Chatterbox is MIT-licensed and open-source. Clone any voice from 10 seconds of audio, or generate one from a text description. PerTh watermarking available on every output.
What is the difference between Rapid Clone and Professional Clone?
Rapid Clone needs 10 seconds, delivers in under 1 minute. Professional Clone needs 10 to 25+ minutes, trains in ~40 minutes, and produces a voice with full emotional range nearly indistinguishable from the source.
How does Voice Design work?
Describe the voice you want in natural language: age, accent, tone, style. The API returns 3 distinct candidates. Choose one and generate speech immediately, even while the voice finishes building in the background.

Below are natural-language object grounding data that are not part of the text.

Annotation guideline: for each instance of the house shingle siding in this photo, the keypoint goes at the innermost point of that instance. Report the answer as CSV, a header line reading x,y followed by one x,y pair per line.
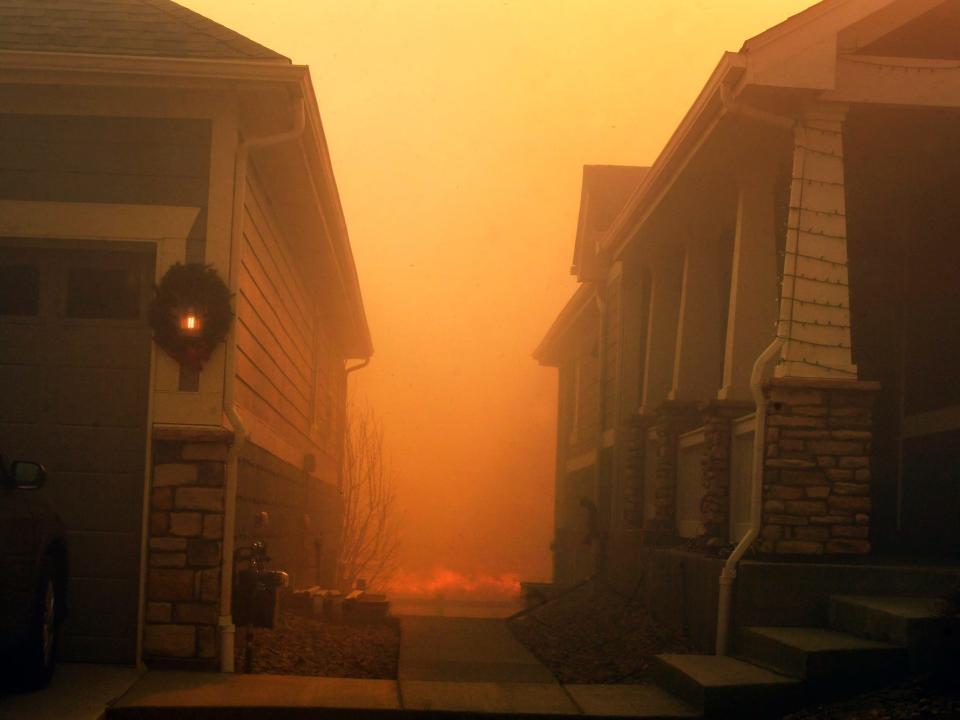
x,y
153,28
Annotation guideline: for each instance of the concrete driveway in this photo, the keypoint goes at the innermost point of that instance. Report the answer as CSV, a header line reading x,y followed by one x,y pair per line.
x,y
77,692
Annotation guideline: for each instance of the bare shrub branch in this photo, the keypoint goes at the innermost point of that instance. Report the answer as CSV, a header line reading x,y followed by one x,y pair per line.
x,y
369,537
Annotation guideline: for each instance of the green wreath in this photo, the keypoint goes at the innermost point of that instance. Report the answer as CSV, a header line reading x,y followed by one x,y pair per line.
x,y
191,313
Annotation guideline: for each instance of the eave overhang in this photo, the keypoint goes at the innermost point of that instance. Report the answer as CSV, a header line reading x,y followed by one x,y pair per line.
x,y
550,350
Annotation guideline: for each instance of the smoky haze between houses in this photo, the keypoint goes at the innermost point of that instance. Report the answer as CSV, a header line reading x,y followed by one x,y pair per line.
x,y
458,133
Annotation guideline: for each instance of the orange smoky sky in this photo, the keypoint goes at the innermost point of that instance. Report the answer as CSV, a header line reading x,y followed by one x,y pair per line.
x,y
458,130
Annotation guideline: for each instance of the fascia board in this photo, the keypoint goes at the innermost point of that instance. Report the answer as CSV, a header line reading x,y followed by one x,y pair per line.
x,y
581,300
90,67
693,130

Can a cloned voice speak multiple languages?
Yes. Chatterbox Multilingual supports zero-shot cloning across 23 languages. Clone once in any language and generate speech across all 23 without separate training runs. Accent and vocal character are retained.
DIs consent required for voice cloning?
Yes for Professional Clone. Explicit verifiable consent from the voice talent is required before training data is uploaded. Consent workflows are built into the platform.

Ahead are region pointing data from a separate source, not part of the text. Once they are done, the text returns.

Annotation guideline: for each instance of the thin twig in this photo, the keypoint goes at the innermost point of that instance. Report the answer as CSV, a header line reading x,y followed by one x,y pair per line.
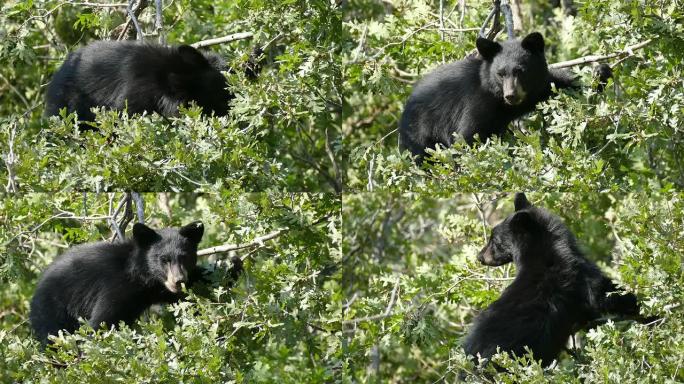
x,y
158,22
224,39
131,14
388,310
257,242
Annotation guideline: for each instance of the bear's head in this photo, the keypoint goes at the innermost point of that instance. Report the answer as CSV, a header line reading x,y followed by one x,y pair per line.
x,y
515,71
520,233
169,253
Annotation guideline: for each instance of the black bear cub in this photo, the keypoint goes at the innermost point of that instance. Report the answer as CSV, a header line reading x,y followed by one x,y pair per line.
x,y
556,290
478,95
143,77
109,282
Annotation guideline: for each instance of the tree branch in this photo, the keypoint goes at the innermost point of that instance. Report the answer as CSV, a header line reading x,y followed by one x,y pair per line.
x,y
388,310
627,52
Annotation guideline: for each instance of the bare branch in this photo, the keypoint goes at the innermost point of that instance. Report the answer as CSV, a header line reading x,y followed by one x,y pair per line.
x,y
388,310
139,206
158,22
11,160
627,52
257,242
131,13
224,39
98,5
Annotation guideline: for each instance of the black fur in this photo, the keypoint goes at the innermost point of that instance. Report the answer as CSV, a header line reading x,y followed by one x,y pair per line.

Can I create multiple variants of the same cloned voice?
Yes. Once a voice is cloned, prompt it in natural language for different use cases: conversational, commercial, phone agent, and more. Each variant is saved and reusable via API.
What are the deployment options?
Cloud API, open-source self-hosting via pip install, and on-premise via Docker/Kubernetes. Business plan or higher required for the Voice Cloning API. SLA documentation available on request.
How quickly can we integrate?
Most teams are live within a day using the REST API or SDK. Open-source deployment via Hugging Face requires no API key.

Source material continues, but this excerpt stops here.